In [1]:
# !pip install transformers textattack textblob
# !python -m textblob.download_corpora

In [8]:
from textblob import TextBlob
from transformers import pipeline

# Spelling correction
def correct_spelling(text):
    return str(TextBlob(text).correct())

# Language model purification (e.g., FLAN-T5)
generator = pipeline("text2text-generation", model="google/flan-t5-small")

def purify_text(text):
    prompt = f"Correct and rewrite the sentence: {text}"
    result = generator(prompt, max_length=100, do_sample=False)
    return result[0]['generated_text']

# Combine both
def purify_pipeline(text):
    corrected = correct_spelling(text)
    purified = purify_text(corrected)
    return purified




In [15]:
from transformers import AutoTokenizer, AutoModelForSequenceClassification
import torch
import pandas as pd
from tabulate import tabulate

def evaluate(dataset_name, model_type, attack_type):
    df = pd.read_csv(f"{model_type}_{dataset_name}_{attack_type}_attack.csv")
    purified_csv = f"{model_type}_{dataset_name}_{attack_type}_defense.csv"
    
    adv_texts = []
    purified_texts = []
    pred_labels = []
    true_labels = []
    recovery_flags = []

    model_name = {
        ("bert", "imdb"): "textattack/bert-base-uncased-imdb",
        ("bert", "sst2"): "textattack/bert-base-uncased-SST-2",
        ("roberta", "imdb"): "textattack/roberta-base-imdb",
        ("roberta", "sst2"): "textattack/roberta-base-SST-2"
    }[(model_type, dataset_name)]

    tokenizer = AutoTokenizer.from_pretrained(model_name)
    model = AutoModelForSequenceClassification.from_pretrained(model_name)
    model.eval()

    total = len(df)
    successful_attacks = df["result_type"].value_counts().get("Successful", 0)

    recovered = 0
    for _, row in df.iterrows():
        if row["result_type"] != "Successful":
            continue

        adv_text = row["perturbed_text"]
        true_label = row["ground_truth_output"]

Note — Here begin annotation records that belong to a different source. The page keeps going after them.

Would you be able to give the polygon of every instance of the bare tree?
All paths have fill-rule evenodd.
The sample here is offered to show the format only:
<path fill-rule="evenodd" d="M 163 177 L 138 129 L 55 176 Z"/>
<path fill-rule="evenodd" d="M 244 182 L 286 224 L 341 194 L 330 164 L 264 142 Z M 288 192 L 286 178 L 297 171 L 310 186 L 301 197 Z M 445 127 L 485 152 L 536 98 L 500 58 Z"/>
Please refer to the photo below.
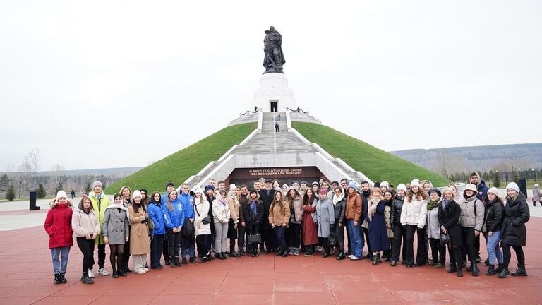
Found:
<path fill-rule="evenodd" d="M 35 148 L 23 160 L 22 168 L 28 175 L 33 177 L 34 190 L 36 190 L 36 173 L 40 170 L 40 150 Z"/>
<path fill-rule="evenodd" d="M 64 171 L 64 167 L 61 164 L 56 163 L 51 167 L 51 171 L 53 172 L 54 189 L 59 189 L 61 186 L 61 176 L 62 176 Z"/>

        purified_text = purify_pipeline(adv_text)

        inputs = tokenizer(purified_text, return_tensors="pt", truncation=True)
        with torch.no_grad():
            logits = model(**inputs).logits
            pred_label = logits.argmax(dim=-1).item()

        if str(pred_label) == str(true_label):
            recovered += 1
        
        adv_texts.append(adv_text)
        purified_texts.append(purified_text)
        pred_labels.append(pred_label)
        true_labels.append(true_label)
        recovery_flags.append(str(pred_label) == str(true_label))
        
    purified_df = pd.DataFrame({
                    "adv_text": adv_texts,
                    "purified_text": purified_texts,
                    "predicted_label": pred_labels,
                    "true_label": true_labels,
                    "recovered": recovery_flags
                })
    
    purified_df.to_csv(purified_csv, index=False)

    recovery_rate = recovered / successful_attacks if successful_attacks > 0 else 0.0
    attack_success_rate = successful_attacks / total if total > 0 else 0.0
    post_attack_accuracy = 1 - attack_success_rate
    post_purification_accuracy = (total - successful_attacks + recovered) / total

    table = [
        ["Total Attacked Examples", total],
        ["Successful Adversarial Attacks", successful_attacks],
        ["Recovered After Purification", recovered],
        ["Model Accuracy After Attack", f"{post_attack_accuracy:.2%}"],
        ["Model Accuracy After Purification", f"{post_purification_accuracy:.2%}"],
        ["Purification Recovery Rate", f"{recovery_rate:.2%}"]
    ]

    print(tabulate(table, headers=["Metric", "Value"], tablefmt="grid"))


In [16]:
def run_all_evasion_and_purification():
    model_types = ["bert", "roberta"]
    dataset_names = ["imdb", "sst2"]
    attack_types = ["pwws", "textfooler"]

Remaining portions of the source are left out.